Path: utzoo!utgpu!news-server.csri.toronto.edu!rpi!zaphod.mps.ohio-state.edu!cis.ohio-state.edu!sei.cmu.edu!fs7.ece.cmu.edu!o.gp.cs.cmu.edu!ram
From: ram+@cs.cmu.edu (Rob MacLachlan)
Newsgroups: comp.lang.lisp
Subject: Re: isqrt
Message-ID: <1991Jun13.003122.19863@cs.cmu.edu>
Date: 13 Jun 91 00:31:22 GMT
References: <676362388.61@egsgate.FidoNet.Org>
Sender: netnews@cs.cmu.edu (USENET News Group Software)
Organization: School of Computer Science, Carnegie Mellon
Lines: 77

I have done an evaluation this "isqrt" benchmark on CMU CL systems here at CMU.
I discovered that the results being computed were wrong due to bugs in
division.  After these problems had been solved, the times were significantly
longer than those reported Miles, but still much faster than those of
commercial implementations.  (generally 2-5x)

I'd like the remark about the apparent inconsistency of high CMU bignum
primitive performance v.s. poor performance on the built-in ISQRT.
Really there is no inconsistency.  The bignum implementation has consistently
*not* been tuned.  When we first got it running, it was already much faster
than the commercial implementations.

As to why CMU is faster, it's hard to say for sure.  It isn't algorithmic
cleverness; we implemented Knuth fairly directly.  My guess is that the biggest
factor is compiler technology: the CMU bignum code is written in Lisp using a
few extra primitives like 32 x 32 -> 64.  Unlike the memory-to-memory
operations described in the Lucid bignum paper, these are register-to-register
operations.  Python efficiently open-codes 32 bit integer operations (even
using the standard CL arithmetic/logic functions.)

In the case of division (which these benchmarks are intensive with), it is also
possible that we have implemented the 64 / 32 divide more efficiently.  This
must be done as an assembly routine, since neither MIPS nor SPARC have an
extended divide instruction.

So what is the significance of this benchmark (and of bignum performance in
general)?  Well, that obviously depends on how much you use bignums.  These
sorts of large speedups for CMU are not seen for more conventional
"symbol-crunching" Lisp programs (20% is more common...)  But if you are
working on mathematical or scientific software, you will like CMU CL's dramatic
superiority in bignum and floating-point arithmetic.

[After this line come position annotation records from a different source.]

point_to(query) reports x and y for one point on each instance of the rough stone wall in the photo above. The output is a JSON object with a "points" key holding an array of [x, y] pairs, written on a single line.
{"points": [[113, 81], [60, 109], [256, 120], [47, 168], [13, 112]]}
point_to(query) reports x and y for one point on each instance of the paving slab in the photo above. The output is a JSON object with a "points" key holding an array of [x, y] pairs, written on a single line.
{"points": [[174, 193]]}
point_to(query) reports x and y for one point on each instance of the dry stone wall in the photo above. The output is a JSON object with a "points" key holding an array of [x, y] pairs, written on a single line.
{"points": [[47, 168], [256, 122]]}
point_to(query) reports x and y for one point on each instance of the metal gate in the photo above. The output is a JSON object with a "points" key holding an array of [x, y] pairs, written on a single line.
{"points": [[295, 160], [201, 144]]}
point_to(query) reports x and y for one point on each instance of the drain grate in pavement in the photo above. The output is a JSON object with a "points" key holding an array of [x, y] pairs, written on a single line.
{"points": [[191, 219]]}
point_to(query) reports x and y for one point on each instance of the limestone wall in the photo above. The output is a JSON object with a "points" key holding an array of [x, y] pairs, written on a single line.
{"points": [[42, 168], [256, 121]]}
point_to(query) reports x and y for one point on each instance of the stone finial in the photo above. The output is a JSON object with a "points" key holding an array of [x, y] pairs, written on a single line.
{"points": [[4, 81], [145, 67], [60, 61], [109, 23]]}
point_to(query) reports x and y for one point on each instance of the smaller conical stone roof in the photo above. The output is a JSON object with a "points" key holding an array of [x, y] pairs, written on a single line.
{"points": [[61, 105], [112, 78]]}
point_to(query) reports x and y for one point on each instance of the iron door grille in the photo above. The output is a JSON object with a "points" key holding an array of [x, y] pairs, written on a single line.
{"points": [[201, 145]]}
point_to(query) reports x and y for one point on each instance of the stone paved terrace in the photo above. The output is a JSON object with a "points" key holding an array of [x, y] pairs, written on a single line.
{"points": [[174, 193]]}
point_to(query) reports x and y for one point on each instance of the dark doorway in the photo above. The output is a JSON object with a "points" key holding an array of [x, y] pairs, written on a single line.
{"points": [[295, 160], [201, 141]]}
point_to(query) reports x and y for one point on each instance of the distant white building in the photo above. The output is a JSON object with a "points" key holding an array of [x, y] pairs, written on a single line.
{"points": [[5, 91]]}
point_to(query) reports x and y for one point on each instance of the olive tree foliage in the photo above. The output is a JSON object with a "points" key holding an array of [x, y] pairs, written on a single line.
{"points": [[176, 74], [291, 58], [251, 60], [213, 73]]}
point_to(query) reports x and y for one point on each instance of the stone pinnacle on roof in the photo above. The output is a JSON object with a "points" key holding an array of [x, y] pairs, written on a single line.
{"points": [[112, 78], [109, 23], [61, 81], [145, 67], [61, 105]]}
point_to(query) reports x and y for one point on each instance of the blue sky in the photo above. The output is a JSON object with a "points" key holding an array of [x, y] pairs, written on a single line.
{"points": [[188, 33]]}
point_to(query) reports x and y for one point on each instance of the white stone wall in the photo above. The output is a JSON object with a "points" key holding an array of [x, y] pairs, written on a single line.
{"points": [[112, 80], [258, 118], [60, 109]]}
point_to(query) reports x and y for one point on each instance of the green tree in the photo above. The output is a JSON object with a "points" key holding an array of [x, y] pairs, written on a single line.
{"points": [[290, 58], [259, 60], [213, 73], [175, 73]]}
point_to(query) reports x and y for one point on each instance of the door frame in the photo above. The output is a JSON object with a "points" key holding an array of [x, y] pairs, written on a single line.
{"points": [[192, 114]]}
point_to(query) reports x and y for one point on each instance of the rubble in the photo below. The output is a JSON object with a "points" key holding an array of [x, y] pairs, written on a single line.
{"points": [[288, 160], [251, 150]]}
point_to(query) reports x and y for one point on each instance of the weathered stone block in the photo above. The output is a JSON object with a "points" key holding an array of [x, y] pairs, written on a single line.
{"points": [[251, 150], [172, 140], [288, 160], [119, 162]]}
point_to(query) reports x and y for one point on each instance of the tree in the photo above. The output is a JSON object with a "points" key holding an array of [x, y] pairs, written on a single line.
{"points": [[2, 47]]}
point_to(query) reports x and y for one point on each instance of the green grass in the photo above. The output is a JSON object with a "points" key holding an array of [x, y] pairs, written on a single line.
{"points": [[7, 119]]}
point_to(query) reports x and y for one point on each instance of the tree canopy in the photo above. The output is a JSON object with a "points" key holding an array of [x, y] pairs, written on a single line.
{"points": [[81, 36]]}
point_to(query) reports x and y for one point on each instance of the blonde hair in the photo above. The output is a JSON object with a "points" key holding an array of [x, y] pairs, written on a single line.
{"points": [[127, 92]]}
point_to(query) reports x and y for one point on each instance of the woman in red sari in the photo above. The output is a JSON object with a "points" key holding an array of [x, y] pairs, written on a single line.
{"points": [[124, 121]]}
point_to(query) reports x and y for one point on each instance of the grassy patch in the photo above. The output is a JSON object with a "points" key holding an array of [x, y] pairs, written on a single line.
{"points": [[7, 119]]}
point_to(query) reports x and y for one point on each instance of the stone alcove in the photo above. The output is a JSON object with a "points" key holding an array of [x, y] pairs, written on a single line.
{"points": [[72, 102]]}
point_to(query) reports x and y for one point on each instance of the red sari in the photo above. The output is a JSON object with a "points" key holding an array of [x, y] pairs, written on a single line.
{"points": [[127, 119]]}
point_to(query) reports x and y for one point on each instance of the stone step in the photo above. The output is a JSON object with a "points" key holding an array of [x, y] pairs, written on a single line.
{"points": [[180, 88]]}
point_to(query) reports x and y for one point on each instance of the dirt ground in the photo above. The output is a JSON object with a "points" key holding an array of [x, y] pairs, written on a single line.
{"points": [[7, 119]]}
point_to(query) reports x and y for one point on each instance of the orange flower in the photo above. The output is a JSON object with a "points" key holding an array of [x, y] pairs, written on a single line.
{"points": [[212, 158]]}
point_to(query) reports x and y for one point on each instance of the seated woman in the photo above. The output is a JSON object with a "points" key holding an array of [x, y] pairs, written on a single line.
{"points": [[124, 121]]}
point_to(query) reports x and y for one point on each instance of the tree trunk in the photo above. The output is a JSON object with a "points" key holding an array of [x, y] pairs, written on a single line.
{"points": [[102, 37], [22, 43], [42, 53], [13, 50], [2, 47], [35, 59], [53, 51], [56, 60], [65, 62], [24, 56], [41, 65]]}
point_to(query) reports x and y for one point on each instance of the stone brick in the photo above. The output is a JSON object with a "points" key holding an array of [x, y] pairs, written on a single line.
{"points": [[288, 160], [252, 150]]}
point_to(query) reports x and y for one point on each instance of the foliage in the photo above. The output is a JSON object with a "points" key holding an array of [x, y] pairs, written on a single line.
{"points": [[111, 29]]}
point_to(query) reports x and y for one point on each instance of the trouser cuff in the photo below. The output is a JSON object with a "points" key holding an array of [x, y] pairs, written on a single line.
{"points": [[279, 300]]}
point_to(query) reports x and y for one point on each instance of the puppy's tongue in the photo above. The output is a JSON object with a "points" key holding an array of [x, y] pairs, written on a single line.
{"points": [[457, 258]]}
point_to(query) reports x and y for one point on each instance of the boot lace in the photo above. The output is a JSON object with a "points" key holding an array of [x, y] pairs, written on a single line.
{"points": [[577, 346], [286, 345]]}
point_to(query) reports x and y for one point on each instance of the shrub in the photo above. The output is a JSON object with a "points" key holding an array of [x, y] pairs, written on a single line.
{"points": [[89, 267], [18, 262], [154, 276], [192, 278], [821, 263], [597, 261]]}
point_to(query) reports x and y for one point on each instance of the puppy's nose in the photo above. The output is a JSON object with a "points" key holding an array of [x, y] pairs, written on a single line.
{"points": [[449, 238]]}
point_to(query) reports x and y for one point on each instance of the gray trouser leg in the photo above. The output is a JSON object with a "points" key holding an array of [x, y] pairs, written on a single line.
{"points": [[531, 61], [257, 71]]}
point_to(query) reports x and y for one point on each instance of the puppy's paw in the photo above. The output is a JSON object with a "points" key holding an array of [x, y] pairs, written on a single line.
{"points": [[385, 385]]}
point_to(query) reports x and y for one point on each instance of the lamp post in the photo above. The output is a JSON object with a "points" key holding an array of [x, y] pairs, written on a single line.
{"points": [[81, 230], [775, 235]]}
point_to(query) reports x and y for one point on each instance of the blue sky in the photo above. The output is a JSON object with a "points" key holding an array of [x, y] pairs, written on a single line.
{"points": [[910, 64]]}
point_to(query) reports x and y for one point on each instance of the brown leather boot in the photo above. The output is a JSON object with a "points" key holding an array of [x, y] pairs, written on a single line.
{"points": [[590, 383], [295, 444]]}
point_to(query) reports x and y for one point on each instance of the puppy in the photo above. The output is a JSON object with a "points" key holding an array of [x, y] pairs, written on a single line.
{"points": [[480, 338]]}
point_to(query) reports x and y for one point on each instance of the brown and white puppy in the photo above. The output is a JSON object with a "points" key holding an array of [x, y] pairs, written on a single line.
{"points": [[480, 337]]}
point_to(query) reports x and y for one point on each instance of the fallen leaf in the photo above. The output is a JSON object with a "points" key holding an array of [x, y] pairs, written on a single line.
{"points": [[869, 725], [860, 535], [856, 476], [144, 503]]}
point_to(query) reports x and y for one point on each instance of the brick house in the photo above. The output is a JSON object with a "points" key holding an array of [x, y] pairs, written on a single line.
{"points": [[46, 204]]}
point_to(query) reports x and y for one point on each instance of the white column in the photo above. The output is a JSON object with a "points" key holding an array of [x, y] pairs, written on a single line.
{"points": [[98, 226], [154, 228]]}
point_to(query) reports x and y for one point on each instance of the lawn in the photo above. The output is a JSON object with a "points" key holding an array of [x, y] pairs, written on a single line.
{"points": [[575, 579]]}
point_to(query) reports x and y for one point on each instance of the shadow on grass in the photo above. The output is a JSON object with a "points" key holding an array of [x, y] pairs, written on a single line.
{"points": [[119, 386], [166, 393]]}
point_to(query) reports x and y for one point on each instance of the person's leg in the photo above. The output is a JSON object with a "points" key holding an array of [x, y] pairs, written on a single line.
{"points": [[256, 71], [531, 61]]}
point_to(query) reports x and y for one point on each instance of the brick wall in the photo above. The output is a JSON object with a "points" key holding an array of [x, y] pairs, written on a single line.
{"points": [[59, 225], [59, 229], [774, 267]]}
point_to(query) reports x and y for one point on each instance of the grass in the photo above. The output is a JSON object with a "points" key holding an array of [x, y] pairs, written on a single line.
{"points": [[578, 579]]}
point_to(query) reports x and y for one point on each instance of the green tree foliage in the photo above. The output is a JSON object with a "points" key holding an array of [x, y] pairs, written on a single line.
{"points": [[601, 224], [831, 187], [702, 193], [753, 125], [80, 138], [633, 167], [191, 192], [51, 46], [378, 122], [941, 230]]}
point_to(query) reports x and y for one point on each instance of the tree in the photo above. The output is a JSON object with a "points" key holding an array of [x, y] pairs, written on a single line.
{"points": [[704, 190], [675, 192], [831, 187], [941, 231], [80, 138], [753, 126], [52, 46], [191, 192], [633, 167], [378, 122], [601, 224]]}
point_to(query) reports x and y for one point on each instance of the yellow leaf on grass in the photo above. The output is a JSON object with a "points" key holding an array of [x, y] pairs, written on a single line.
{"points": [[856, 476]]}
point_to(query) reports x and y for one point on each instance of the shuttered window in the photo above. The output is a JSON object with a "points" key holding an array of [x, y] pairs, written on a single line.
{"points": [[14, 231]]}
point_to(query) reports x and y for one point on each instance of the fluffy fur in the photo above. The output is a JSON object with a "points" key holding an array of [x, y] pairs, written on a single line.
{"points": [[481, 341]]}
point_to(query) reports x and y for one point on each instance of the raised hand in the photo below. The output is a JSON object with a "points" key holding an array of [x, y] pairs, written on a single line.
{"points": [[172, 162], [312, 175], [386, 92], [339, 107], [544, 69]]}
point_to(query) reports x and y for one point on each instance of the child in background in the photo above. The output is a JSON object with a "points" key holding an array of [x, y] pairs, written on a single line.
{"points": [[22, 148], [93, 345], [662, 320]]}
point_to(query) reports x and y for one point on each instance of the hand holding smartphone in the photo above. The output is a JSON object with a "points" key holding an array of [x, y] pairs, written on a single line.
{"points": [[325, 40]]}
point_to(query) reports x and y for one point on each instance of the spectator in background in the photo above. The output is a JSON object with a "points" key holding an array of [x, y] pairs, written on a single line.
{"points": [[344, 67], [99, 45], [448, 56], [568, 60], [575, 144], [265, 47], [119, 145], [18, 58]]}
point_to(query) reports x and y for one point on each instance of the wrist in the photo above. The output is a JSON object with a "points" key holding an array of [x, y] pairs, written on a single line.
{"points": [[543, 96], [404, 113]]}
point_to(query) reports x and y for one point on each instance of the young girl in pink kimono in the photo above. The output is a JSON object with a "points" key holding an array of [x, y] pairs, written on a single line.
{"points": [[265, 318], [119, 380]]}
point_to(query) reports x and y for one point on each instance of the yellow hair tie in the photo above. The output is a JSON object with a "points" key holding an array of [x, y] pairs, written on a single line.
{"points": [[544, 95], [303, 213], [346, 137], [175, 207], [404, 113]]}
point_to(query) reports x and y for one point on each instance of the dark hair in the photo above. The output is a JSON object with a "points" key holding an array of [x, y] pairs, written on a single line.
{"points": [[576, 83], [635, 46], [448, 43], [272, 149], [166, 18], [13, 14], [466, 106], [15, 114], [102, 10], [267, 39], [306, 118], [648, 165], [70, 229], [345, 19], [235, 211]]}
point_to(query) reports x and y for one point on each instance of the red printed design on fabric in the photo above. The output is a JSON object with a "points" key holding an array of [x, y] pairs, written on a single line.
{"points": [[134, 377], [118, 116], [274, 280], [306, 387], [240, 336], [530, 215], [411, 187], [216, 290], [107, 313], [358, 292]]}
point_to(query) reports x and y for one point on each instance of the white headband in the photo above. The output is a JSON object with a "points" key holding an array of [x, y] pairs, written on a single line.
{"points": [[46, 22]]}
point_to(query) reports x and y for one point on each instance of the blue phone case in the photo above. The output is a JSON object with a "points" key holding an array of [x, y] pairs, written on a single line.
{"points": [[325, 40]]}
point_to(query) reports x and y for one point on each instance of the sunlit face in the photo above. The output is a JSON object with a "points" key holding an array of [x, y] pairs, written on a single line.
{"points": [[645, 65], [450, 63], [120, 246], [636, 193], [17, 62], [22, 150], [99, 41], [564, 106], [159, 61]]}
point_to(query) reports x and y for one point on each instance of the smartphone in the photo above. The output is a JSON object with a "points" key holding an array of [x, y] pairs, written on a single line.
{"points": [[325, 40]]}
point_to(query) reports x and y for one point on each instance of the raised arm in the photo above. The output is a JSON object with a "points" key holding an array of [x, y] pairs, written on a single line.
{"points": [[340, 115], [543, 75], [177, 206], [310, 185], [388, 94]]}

The fact that CMU bignums are written in Lisp and are public domain also makes
it easy for people doing serious work with extended-precision arithmetic to
efficiently add any new primitives they need.

As you may have inferred from Miles's message, CMU CL is up on SUNOS Sparcs.
However, we are not ready to release it yet.  We will post to comp.lang.lisp.


Raw data:

The Lucid numbers were copied from the net.  The SparcStation 1+ numbers were
done at CMU using allegro 4.0.1.  Both CMU and Allegro numbers are elapsed
(real) time, not any sort of "CPU" time.

1000 digits

system\test	mid1	rec
ds5000 CMU	0.38	0.09
   "   Lucid	1.34	0.32
ds3100 CMU	0.56	0.14
   "   Lucid	2.34	0.55	
ss1+  CMU	0.77	0.27
   "  Allegro	1.65	0.38

3000 digits

system\test	mid1	rec
ds5000 CMU	3.39	0.69
   "   Lucid   13.7	2.70
ds3100 CMU	4.88	1.02
   "   Lucid   23.9	4.71
ss1+ CMU	5.37	1.15
   " Allegro   16.6	3.29

10000 digits

system\test	mid1	rec
ds5000 CMU	38.7	10.5
   "   Lucid   161	39.6
ds3100 CMU	56.9	16.6
   "   Lucid   284	69.5
ss1+  CMU	64.5	17.6
   "  Allegro  198	48.2

  Robert A. MacLachlan (ram@cs.cmu.edu)